What cases in nature are the most troublesome for scientists to reconcile with the theory of evolution by natural selection? Are there any at all? Or are they so numerous that a top-10 list would be in order to get started?
It seems to me that the case of ornaments for sexual selection is troublesome, because I found two competing explanations: one is Fisher's runaway explanation, and the other says an ornament advertises fittness and good genes because its owner is able to survive despite being handicaped by it. But maybe scientists do not consider ornaments troublesome, and it is only what scientists find troublesome that I'm asking about.

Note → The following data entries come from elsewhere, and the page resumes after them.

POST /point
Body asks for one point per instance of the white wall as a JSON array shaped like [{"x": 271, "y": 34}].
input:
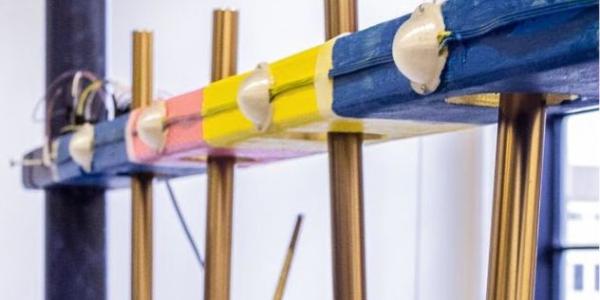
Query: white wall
[{"x": 426, "y": 200}]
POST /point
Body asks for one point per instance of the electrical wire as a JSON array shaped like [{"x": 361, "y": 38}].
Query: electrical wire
[{"x": 183, "y": 223}]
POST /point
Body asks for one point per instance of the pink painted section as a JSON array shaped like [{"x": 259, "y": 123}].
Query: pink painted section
[
  {"x": 185, "y": 132},
  {"x": 185, "y": 146}
]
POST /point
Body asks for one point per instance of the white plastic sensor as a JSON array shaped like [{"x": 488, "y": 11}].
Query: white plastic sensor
[
  {"x": 254, "y": 97},
  {"x": 151, "y": 126},
  {"x": 81, "y": 146},
  {"x": 416, "y": 48}
]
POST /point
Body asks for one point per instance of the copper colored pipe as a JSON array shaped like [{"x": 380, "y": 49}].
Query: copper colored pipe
[
  {"x": 141, "y": 185},
  {"x": 220, "y": 170},
  {"x": 513, "y": 245},
  {"x": 345, "y": 169}
]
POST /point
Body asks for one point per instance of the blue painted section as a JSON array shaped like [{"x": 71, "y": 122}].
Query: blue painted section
[
  {"x": 111, "y": 166},
  {"x": 551, "y": 53}
]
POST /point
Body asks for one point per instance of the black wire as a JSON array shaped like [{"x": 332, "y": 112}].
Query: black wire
[{"x": 184, "y": 224}]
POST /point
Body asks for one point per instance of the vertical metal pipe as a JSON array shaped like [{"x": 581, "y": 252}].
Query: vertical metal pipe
[
  {"x": 220, "y": 170},
  {"x": 345, "y": 169},
  {"x": 141, "y": 184},
  {"x": 74, "y": 216},
  {"x": 517, "y": 183}
]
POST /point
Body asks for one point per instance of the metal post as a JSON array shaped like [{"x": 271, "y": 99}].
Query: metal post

I think your example beautifully demonstrates the disconnect between your standpoint and that of a scientist. They are
many questions in Evolutionary theory which are either unanswered, or where the potential answers have not been satisfactorily resolved one way or the other. You've given one example, I can throw in some more - the nature of pre-cambian evolution, why and how humans developed such remarkable brains, and naked skins, what patterns of rate change typify evolution, how much do random events influence the large scale pattern of evolution, etc.
However, no scientist is going to consider these "troublesome to reconcile with the theory of evolution" (although some might quibble with the 'by natural selection' bit) because they're unanswered questions
within the settled question of whether things evolve at all. To give an analogy, historians of the second world war will argue vociferously over how important this battle or that battle was, how much technology played a role, exactly how many Jews died in the camps etc., etc. but no serious 2nd world war historian is going to deny that there was a second world war, or that Britain, Russia and the US where on the same side fighting the Germans or that vast numbers of Jews (and Gypsies and homosexuals) were killed by the Germans in concentration camps, etc.